Question: Somewhat like Japa one by one.

             That is one method: whatever method you are following, you repeat it, not only Japa, there can be many other method, you continue: if you are doing philosophical method, repeat the philosophical method; if you are doing Karma yoga method, do that method, whatever method, you take repeat it.

             (XII, 10) abhyāse ’py asamartho ’si, if you are incapable of that abhyāsa, then I give another more method: matkarmaparamo bhava |, do all actions as if for Me: offer all your actions to Me. So, even the abhyāsayoga is not necessary.
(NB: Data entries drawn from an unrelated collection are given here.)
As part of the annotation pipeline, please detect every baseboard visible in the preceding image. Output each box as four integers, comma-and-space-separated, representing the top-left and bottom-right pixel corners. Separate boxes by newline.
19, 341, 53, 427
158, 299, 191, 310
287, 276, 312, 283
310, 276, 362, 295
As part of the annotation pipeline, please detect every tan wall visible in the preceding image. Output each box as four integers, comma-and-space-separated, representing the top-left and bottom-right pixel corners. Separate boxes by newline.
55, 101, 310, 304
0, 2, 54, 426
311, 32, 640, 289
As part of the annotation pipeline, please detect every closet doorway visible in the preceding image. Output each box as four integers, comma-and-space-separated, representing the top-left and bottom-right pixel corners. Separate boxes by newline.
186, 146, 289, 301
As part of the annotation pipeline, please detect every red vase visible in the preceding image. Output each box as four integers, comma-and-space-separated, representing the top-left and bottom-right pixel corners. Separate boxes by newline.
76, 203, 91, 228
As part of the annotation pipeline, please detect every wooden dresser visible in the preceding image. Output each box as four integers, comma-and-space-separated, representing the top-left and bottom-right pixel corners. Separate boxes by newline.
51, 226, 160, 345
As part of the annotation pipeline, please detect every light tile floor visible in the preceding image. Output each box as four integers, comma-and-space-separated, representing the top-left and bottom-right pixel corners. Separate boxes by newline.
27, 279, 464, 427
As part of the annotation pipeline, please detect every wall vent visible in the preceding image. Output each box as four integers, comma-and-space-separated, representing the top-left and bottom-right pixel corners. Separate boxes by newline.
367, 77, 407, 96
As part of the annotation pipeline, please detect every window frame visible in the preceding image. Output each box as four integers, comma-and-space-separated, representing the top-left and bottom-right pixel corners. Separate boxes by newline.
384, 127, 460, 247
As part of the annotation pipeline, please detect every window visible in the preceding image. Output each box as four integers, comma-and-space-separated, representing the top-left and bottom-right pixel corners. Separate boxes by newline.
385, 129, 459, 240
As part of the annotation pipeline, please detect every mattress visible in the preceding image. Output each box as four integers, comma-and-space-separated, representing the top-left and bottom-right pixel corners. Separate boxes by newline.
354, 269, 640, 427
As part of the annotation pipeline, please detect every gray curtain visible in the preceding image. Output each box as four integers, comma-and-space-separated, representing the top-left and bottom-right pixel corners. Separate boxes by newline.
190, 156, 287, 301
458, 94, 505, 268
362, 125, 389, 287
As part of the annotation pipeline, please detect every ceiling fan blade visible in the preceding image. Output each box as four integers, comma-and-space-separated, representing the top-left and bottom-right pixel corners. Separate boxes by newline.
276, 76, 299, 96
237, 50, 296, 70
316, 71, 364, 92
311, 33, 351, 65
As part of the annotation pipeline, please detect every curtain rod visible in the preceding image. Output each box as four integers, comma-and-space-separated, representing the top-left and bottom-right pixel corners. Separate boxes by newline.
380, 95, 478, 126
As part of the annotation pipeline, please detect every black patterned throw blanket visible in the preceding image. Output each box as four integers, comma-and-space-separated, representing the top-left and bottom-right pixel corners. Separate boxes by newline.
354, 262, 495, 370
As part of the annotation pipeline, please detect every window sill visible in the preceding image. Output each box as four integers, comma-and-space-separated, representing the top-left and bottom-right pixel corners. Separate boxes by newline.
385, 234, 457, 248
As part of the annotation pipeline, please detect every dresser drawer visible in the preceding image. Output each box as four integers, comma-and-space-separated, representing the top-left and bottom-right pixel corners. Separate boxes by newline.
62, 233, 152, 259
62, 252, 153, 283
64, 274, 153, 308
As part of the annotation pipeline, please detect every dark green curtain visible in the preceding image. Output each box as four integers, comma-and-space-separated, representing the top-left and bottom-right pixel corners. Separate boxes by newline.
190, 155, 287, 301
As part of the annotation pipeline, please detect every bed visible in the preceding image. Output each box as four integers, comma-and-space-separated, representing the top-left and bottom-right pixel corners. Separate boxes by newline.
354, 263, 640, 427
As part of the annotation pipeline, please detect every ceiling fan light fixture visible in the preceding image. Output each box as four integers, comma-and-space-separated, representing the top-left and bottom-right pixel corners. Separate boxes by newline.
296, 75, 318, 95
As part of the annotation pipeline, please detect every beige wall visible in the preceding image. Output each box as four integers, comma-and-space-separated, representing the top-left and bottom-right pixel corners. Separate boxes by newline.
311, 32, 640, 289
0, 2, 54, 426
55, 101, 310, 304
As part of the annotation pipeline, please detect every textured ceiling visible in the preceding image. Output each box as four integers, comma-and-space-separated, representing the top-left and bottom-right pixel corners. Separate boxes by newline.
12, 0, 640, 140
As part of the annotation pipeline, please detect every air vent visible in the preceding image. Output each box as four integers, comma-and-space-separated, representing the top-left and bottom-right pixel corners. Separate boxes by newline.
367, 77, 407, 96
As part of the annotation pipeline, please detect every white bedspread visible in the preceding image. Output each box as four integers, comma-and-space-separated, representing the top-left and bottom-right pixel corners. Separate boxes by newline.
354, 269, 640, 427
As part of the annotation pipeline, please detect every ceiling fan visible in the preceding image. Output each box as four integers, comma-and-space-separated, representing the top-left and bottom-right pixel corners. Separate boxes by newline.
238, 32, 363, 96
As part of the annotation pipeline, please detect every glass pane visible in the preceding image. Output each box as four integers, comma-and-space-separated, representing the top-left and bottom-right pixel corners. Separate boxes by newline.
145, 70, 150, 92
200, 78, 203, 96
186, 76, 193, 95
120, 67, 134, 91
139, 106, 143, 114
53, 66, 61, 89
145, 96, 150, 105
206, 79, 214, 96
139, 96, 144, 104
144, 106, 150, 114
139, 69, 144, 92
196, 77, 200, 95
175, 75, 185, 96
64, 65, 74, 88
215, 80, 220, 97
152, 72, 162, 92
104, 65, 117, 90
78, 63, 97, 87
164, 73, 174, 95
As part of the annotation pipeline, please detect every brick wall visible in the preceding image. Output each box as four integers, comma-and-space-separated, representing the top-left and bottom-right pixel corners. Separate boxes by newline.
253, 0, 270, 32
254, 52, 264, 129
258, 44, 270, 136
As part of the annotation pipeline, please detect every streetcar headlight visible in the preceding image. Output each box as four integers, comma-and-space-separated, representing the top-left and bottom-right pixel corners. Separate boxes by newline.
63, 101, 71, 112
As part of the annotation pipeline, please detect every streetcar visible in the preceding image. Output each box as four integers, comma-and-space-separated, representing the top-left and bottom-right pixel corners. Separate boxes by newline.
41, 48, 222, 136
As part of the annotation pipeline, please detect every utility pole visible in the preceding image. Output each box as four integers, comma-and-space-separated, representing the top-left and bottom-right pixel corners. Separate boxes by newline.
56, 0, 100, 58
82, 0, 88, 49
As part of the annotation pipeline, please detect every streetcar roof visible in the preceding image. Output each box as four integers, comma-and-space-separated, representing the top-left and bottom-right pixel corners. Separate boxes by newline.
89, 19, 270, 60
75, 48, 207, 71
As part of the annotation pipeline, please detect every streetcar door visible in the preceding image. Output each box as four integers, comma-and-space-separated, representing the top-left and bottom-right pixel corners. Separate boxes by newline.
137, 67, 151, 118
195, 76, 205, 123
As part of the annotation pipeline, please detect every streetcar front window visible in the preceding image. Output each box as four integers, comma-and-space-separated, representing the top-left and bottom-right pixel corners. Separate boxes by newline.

Just whatever action you do, you offer to Me.

             madartham api karmāṇi kurvan, if you go on doing those karmāṇi, those works which are meant for Me, then siddhim avāpsyasi, then you attain to the highest realisation.

             athaitad apy aśakto ’si, even if you are not capable of that also,

             athaitad apy aśakto ’si kartu madyogam āśrita |, if you are not able to put your actions all offered to Me, then I give further means:

             sarvakarmaphalatyāga tata kuru yatātmavān ||11||(XII)

             Then whatever action you do, you don’t need to offer to Me, you just don’t be desirous of the fruits of action; sarva-karma-phala-tyāga tata kuru yatātmavān, do all your actions, go on, only don’t expect, only don’t desire the fruits and the enjoyments of the fruits of action: sarva-karma-phala-tyāga.

             All options are given, and now Sri Krishna says which is better of these. He puts a kind of a scale of these four methods:

          (XII, 12) śreyo hi jñānam abhyāsāj. There is a difference between abhyāsa and jñāna: abhyāsa is the repetition of the effort, repetition of the method. Better than that is of course jñāna: jñāna is thought turned luminously towards the object, not only thinking. Thinking which tries to get the meaning of the object and when the meaning of the object becomes luminous, that is jñāna. There must be thought, application of thought on the object and the grasp of that object luminously so that you say: ‘I understand and I know’. So, grasp of the object of knowledge luminously, that is jñānam. So, better than abhyāsa, (repetition of experience or of the effort, or the method), there is jñāna; it is much better.

             dhyānāt karmaphalatyāgas tyāgāc chāntir anantaram ||12|| (XII)

             More than this meditation on that jñāna, ( jñāna is an application of the mind, of the thought), but dhyāna is a process which is higher than thought: dhyāna is a concentration of consciousness on the object. When a consciousness not only applies towards the object to know it, but also to experience it, - that is dhyāna. When you simply try to understand an object by thought, it is jñāna; but when you try to experience that object that is dhyāna.

             So: jñānād dhyāna viśiyate, better than jñāna is dhyāna, because in dhyāna there is not only a thought movement but also an experienced element. In jñāna movement the thought is powerful and in thought you get luminously the understanding of the object; but in dhyāna  you get also the experience of it.

 Comment: It is beautifully put.

             Isn’t it?   …jñānād dhyānaṁ viśiṣyate | dhyānāt, more than jñāna, karma-phala-tyāgas, if you just renounce the actions fruits, that is the highest, the excellence path is this because for that tyāgāc chāntir anantaram, by that renunciation you get the supreme Shanti.